Jakarta (Pendis) - Berdiri dan eksistensinya Direktorat Pendidikan Diniyah dan Pondok Pesantren (Ditpdpontren) sesuai dengan PMA Nomor 55 Tahun 2007 adalah menjadikan umat Islam khusunya peserta didiknya menjadi ahli ilmu agama dan menjadi muslim yang memiliki keterampilan/keahlian untuk membangun kehidupan yang Islami di masyarakat. "Fokus utama Ditpdpontren adalah tafaqquh fiddin. Kalau kemudian orientasinya bergeser maka ini sudah ada penyimpangan dan merupakan anomali yang harus dibenahi. Pun demikian dengan keberadaan Sub Direktorat (Subdit) Pendidikan al Qur`an yang kira-kira baru 5 tahun berada dengan 3 Kepala Sub Direktorat yang telah memimpinnya," kata Sekretaris Direktorat Jenderal Pendidikan Islam (Sesditjen Pendis), Moh. Isom Yusqi, di Bogor beberapa waktu yang lalu (Rabu, 17/05/2017).

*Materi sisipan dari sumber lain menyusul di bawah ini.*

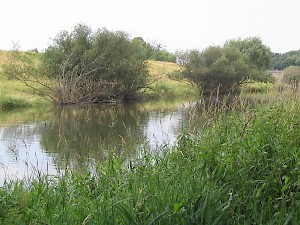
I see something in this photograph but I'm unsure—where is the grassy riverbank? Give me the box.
[0,51,198,110]
[0,90,300,224]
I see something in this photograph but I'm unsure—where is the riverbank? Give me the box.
[0,90,300,224]
[0,51,199,110]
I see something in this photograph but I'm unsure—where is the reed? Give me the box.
[0,87,300,224]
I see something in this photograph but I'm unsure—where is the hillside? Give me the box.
[0,50,198,109]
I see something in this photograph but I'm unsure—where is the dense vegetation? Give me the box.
[178,38,272,94]
[270,50,300,70]
[0,90,300,224]
[283,66,300,90]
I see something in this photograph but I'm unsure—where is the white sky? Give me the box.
[0,0,300,53]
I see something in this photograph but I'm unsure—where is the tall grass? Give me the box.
[0,87,300,224]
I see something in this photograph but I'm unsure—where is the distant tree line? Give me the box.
[270,50,300,70]
[178,37,272,94]
[4,24,282,105]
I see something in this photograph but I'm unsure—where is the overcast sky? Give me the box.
[0,0,300,53]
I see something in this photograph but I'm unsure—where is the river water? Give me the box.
[0,101,203,186]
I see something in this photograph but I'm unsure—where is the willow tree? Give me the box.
[42,25,148,104]
[5,24,149,104]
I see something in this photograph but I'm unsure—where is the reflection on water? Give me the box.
[0,99,203,184]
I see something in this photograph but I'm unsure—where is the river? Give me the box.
[0,100,204,186]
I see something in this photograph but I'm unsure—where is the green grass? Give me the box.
[0,51,199,110]
[0,89,300,224]
[144,61,199,99]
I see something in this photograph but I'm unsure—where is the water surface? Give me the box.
[0,101,200,185]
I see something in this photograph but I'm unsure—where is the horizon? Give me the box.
[0,0,300,53]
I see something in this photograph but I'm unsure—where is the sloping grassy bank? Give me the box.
[0,50,51,110]
[0,50,199,110]
[0,93,300,224]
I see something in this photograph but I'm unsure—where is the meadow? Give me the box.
[0,50,300,224]
[0,50,199,110]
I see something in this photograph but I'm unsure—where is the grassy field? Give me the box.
[0,51,198,109]
[0,51,51,110]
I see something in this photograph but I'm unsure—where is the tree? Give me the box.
[270,50,300,70]
[283,66,300,89]
[7,24,152,104]
[182,46,249,94]
[224,37,272,82]
[177,38,272,94]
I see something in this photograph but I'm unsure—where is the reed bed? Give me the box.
[0,86,300,224]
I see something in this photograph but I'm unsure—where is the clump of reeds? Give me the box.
[0,86,300,224]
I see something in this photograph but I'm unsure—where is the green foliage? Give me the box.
[43,24,148,104]
[151,49,176,63]
[225,37,271,70]
[270,50,300,70]
[178,38,271,94]
[0,98,300,224]
[283,66,300,88]
[179,47,248,94]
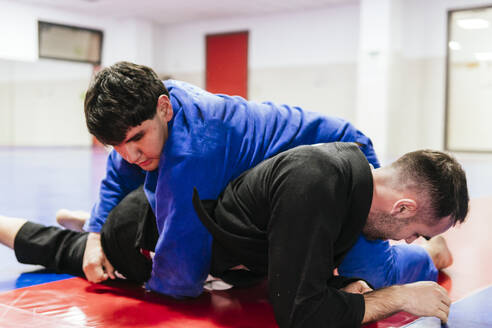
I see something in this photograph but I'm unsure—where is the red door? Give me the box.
[206,32,248,98]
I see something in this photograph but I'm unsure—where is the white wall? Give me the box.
[0,0,492,151]
[154,5,359,119]
[389,0,492,155]
[0,1,154,146]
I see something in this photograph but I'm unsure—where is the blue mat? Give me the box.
[405,286,492,328]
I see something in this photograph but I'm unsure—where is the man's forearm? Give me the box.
[362,286,403,323]
[362,281,451,323]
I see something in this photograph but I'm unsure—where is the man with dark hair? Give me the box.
[0,143,468,327]
[70,62,446,297]
[193,143,469,327]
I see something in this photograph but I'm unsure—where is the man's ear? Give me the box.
[156,95,173,122]
[391,198,417,218]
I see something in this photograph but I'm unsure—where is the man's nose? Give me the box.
[405,236,417,244]
[114,145,140,164]
[125,145,140,164]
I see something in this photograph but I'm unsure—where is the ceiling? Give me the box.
[15,0,359,24]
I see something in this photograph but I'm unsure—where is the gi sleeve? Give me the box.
[268,152,365,328]
[84,150,145,232]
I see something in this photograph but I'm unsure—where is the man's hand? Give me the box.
[362,281,451,323]
[401,281,451,323]
[82,232,115,283]
[341,280,372,294]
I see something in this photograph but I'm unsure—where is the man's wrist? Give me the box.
[362,285,406,323]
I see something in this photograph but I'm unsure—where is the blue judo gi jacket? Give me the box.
[86,80,379,297]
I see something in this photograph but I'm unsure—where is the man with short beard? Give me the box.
[193,143,469,328]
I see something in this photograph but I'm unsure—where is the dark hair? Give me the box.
[392,150,469,224]
[84,62,169,145]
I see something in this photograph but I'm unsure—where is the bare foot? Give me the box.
[423,236,453,270]
[56,209,90,231]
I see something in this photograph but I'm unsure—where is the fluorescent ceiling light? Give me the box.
[448,41,461,50]
[456,18,489,30]
[475,52,492,61]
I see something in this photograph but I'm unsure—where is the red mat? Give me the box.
[0,199,492,328]
[0,278,277,328]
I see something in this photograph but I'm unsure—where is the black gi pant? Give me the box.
[14,187,158,283]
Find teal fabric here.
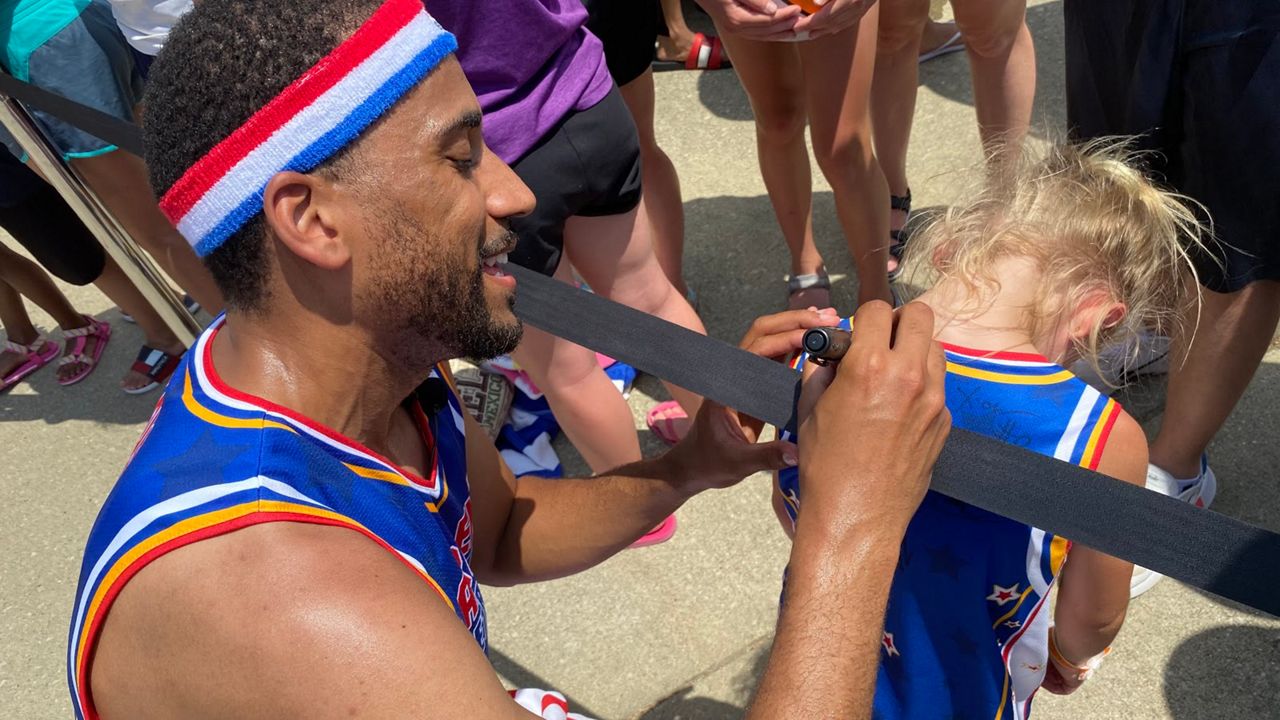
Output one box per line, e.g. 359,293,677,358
0,0,91,82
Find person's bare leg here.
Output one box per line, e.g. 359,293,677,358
872,0,931,272
72,150,223,315
564,211,707,418
0,246,99,379
93,255,187,389
660,0,694,63
951,0,1036,170
512,260,640,473
618,69,689,295
921,18,956,55
0,245,86,327
721,31,824,307
799,6,893,305
1151,281,1280,478
0,274,40,378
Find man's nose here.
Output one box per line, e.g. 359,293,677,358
480,147,538,220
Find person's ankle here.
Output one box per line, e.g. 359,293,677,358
5,328,40,346
1151,454,1201,480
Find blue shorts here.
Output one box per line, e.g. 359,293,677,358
0,0,142,160
1064,0,1280,292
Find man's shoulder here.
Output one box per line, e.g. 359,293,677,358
92,523,468,717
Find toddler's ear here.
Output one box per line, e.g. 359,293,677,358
1102,302,1129,329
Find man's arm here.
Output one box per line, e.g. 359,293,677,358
467,310,838,584
1044,411,1147,694
748,302,951,719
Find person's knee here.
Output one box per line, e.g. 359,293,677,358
876,12,929,55
755,99,808,145
609,258,678,315
961,19,1025,58
813,127,873,179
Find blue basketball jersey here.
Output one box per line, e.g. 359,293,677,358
778,320,1120,720
67,319,488,719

Dalam forum Rapat Koordinasi Penyelenggaraan MHQ (Musabaqah Hifdzil al Qur`an) Nasional tersebut, Isom yang yang pernah menduduki Eselon IV, Kepala Seksi Pendidikan Diniyah ini mengatakan bahwa dulunya Subdit Pendidikan al Qur`an adalah bagian dari Subdit Pendidikan Diniyah yang kesan didalamnya hanya mengurus TPQ dan TKQ namun dikarenakan ada berbagai adanya tuntutan perkembangan maka bisa berdiri sendiri. "Subdit Pendidikan al Qur`an lebih diarahkan supaya secara tugas dan fungsi (tusi) yaitu merumuskan, menjabarkan dan melaksanakan beberapa kebijkan tentang pendidikan al Qur`an," kata Isom dihadapan para eselon IV Kanwil Propinsi se-Nusantara tersebut.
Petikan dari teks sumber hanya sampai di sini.